そうなった原因ですか? 私自身は、麻酔の副作用じゃないかと思っています。なぜなら、1回目の手術の麻酔が、まだ体内にかなり残っている状態で再手術になり、全身麻酔が行われたからです。手術のあと、痛みが出るはずなのに全く感じなかったのも、麻酔の効き過ぎで手足がしびれた状態だったからだと思っています」
全身麻酔による手術を受けた後は、人工呼吸や麻酔薬の影響で痰がたくさん出る場合がある。仁支川さんの場合、1日に2度も全身麻酔手術を受けたので、痰の出方も激しかったのだろう。手足のしびれがしばらく続いたのは、2度も全身麻酔手術をしたため、しびれや違和感がしばらく残る一過性の神経障害が起きた可能性がある。
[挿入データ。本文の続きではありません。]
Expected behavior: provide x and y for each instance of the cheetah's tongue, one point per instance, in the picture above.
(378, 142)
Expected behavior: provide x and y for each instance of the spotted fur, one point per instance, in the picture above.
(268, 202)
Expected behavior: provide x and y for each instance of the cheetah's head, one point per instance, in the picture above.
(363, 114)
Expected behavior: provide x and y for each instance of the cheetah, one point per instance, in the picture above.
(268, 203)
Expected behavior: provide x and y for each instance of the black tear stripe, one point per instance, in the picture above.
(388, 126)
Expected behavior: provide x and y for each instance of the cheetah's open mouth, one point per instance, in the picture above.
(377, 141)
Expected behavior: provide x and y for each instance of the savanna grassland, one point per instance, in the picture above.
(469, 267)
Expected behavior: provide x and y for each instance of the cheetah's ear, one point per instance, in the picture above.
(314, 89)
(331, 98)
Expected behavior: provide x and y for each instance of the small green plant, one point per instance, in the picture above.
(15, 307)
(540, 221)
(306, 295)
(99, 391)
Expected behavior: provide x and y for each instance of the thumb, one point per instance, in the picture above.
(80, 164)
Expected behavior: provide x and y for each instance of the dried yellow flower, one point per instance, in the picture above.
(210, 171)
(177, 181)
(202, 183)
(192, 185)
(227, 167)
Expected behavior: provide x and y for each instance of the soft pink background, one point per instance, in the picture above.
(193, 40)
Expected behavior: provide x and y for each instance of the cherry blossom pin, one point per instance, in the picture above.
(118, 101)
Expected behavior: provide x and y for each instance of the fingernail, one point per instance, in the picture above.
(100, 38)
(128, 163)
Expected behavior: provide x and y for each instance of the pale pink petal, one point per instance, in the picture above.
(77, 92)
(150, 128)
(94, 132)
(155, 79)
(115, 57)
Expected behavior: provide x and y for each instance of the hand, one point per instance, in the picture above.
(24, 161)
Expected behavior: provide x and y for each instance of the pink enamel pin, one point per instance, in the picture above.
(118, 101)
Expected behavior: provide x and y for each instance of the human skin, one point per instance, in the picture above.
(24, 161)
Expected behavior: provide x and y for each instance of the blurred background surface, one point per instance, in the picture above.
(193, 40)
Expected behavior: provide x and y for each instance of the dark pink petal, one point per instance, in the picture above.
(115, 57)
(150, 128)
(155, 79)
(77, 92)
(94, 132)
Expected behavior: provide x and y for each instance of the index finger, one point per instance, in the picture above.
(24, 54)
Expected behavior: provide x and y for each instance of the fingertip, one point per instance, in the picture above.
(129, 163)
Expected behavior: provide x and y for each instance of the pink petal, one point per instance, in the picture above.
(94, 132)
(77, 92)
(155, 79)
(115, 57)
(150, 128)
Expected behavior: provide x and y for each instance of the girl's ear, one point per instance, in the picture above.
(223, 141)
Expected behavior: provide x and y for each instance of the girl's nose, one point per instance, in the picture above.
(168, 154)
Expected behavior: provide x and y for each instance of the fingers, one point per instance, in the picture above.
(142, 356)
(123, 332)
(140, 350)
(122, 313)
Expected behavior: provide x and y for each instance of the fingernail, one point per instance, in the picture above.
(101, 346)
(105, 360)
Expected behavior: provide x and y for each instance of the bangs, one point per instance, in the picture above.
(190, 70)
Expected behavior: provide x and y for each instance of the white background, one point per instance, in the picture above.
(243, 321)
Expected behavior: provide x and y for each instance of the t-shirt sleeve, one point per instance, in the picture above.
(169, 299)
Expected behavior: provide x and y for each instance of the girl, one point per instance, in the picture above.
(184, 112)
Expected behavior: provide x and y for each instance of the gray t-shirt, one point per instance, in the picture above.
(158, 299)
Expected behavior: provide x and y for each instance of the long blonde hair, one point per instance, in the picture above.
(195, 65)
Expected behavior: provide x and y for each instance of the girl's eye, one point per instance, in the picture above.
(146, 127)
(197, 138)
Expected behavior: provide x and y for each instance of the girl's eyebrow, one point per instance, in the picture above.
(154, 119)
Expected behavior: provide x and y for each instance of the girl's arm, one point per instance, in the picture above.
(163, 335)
「翌日は、主治医のK先生が学会に出席していて不在だったので、ほかの先生たちが回診に来たんですが、検査の数値がどこもおかしくないのに、私が『死んじゃう』みたいなことを言っているので、精神的に不安定になっていると思ったようです。まもなく精神科の先生が来て、私にいろいろ質問したあと、精神安定剤を処方されたんです。でも、それで痰が止まることはありませんでした。夕方になって、その先生がまた来たので、『私がお願いしたいのは、しびれを早く取ってほしいのと、痰と唾液をちゃんと取ってほしいこと。これだけなんです』と訴えました。そしたら、こちらの真意が通じたようで、別の薬を注射してくれたんです。それが効いて、翌日の午前3時ごろには体調が回復しました」
退院後2週間でステージに復帰

その後は何事もなく過ぎ、術後6日目の5月24日に退院している。仁支川さんが歌の仕事を再開したのは、それから2週間後のことだ。異例の早さである。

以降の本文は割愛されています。